Correspondence Analysis (CA) is a multivariate statistical technique used to visualize relationship between qualitative variables (e.g. Yes/No). It works through reducing dimensions in the dataset, just as principal component analysis (PCA): PCA works well with quantitative variables. CA output is displayed inform of a scatterplot. For ease of interpration, a four quadrant graph is best for displaying the output. Each quadrant match information from columns and rows. I have generated a data on banks and how they are perceived by their customers e.g. are they perceived as modern, transparent,techsavvy, etc. Through CA, the output has been clustered in four quadrants to reflect how each bank is perceived. —
library(MASS)
library(FactoMineR)
library(factoextra)
## Loading required package: ggplot2
## Welcome!
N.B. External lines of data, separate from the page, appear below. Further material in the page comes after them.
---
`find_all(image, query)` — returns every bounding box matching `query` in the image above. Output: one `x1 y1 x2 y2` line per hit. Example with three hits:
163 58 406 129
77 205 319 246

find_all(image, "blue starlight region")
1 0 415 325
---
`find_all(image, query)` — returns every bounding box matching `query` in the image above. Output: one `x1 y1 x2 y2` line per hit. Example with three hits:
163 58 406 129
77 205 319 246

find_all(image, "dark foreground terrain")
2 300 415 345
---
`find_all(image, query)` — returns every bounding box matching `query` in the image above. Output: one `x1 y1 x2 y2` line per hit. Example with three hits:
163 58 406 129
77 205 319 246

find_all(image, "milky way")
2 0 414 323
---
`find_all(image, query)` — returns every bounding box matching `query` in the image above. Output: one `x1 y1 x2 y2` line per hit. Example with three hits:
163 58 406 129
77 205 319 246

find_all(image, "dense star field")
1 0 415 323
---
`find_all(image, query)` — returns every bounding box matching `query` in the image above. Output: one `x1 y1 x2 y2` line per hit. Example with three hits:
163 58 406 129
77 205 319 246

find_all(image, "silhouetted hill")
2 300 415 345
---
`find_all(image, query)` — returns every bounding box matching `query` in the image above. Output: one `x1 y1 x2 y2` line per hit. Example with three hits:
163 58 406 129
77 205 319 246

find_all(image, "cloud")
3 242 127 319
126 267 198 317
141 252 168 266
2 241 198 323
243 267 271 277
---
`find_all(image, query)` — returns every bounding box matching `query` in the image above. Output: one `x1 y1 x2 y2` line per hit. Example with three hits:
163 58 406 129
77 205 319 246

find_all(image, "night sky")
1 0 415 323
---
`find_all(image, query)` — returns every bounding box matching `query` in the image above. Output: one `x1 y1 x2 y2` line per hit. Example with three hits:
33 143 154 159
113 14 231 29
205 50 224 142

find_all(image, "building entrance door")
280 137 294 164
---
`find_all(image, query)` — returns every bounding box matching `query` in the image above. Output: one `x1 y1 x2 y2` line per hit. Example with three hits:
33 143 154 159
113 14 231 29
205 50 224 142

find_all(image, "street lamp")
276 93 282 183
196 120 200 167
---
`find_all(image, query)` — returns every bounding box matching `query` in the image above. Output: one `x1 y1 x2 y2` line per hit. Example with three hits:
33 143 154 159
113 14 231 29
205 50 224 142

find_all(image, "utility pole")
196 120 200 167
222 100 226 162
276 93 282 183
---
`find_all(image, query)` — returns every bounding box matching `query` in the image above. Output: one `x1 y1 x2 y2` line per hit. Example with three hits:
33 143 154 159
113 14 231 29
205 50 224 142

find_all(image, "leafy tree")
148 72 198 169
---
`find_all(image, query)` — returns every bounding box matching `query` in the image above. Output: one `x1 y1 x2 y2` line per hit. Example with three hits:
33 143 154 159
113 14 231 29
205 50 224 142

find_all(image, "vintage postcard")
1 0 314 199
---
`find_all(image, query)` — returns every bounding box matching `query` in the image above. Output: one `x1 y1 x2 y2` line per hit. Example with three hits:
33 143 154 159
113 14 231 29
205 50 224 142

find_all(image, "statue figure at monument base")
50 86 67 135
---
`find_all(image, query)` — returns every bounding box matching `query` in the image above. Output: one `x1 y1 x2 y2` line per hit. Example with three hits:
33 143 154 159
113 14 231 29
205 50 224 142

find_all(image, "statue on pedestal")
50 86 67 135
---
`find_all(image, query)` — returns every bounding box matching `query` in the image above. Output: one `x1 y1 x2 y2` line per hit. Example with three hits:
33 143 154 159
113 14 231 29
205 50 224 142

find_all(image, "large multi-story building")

Related Books: `Practical Guide To Cluster Analysis in R` at https://goo.gl/13EFCZ
library(knitr)
library(kableExtra)
setwd("D:\\My projects\\banks")
bank<-read.table("banks.csv",sep=",",header=T)
attach(bank)
rownames(bank)<-bank[,1]
bank[,1]=NULL
bank %>%
kable("html") %>%
kable_styling(font_size=10) %>%
kable_styling(bootstrap_options = c("striped", "hover", "condensed", "responsive"))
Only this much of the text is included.